Winner, 2019 James Beard Award for Best Book of the Year in Writing
Finalist, 2019 IACP Award, Literary Food Writing
Named a Best Food Book of the Year by the Boston Globe,
Smithsonian, BookRiot, and more
Semifinalist, Goodreads Choice Awards
"Thoughtful, well researched, and truly moving. Shines a light on what
it means to cook and eat American food, in all its infinitely nuanced
and ever-evolving glory."
--Anthony Bourdain
American food is the story of mash-ups. Immigrants arrive, cultures
collide, and out of the push-pull come exciting new dishes and flavors.
But for Edward Lee, who, like Anthony Bourdain or Gabrielle Hamilton, is
as much a writer as he is a chef, that first surprising bite is just the
beginning. What about the people behind the food? What about the
traditions, the innovations, the memories?
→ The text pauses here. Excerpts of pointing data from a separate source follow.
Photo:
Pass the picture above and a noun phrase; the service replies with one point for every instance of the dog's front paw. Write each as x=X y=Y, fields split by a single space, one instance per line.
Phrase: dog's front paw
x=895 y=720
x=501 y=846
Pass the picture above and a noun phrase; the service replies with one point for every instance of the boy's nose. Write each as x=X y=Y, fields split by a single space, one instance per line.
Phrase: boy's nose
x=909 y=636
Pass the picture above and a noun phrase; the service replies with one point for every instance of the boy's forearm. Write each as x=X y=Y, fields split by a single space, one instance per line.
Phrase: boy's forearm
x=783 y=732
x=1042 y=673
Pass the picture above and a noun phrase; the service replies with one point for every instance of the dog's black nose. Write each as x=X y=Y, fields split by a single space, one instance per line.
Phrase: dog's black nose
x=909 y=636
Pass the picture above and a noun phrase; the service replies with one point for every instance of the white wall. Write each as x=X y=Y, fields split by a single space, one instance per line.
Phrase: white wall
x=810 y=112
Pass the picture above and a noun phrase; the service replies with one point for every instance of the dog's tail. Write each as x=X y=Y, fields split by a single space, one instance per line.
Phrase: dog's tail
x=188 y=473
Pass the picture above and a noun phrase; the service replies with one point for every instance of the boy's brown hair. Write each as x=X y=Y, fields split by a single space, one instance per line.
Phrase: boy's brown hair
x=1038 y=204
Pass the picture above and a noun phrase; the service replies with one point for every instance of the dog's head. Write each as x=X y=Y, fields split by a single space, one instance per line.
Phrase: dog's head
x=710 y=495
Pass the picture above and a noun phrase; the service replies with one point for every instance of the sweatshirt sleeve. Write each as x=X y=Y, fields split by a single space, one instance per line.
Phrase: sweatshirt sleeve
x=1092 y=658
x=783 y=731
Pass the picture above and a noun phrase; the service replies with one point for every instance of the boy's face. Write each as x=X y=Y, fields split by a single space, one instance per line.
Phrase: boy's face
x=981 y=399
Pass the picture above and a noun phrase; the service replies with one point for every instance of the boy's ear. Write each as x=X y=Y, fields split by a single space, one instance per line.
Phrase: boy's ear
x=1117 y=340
A natural-born storyteller, Lee decided to hit the road and spent two
years uncovering fascinating narratives from every corner of the
country. There's a Cambodian couple in Lowell, Massachusetts, and their
efforts to re-create the flavors of their lost country. A Uyghur café in
New York's Brighton Beach serves a noodle soup that seems so very
familiar and yet so very exotic--one unexpected ingredient opens a
window onto an entirely unique culture. A beignet from Café du Monde in
New Orleans, as potent as Proust's madeleine, inspires a narrative that
tunnels through time, back to the first Creole cooks, then forward to a
Korean rice-flour hoedduck and a beignet dusted with matcha.
Sixteen adventures, sixteen vibrant new chapters in the great evolving
story of American cuisine. And forty recipes, created by Lee, that bring
these new dishes into our own kitchens.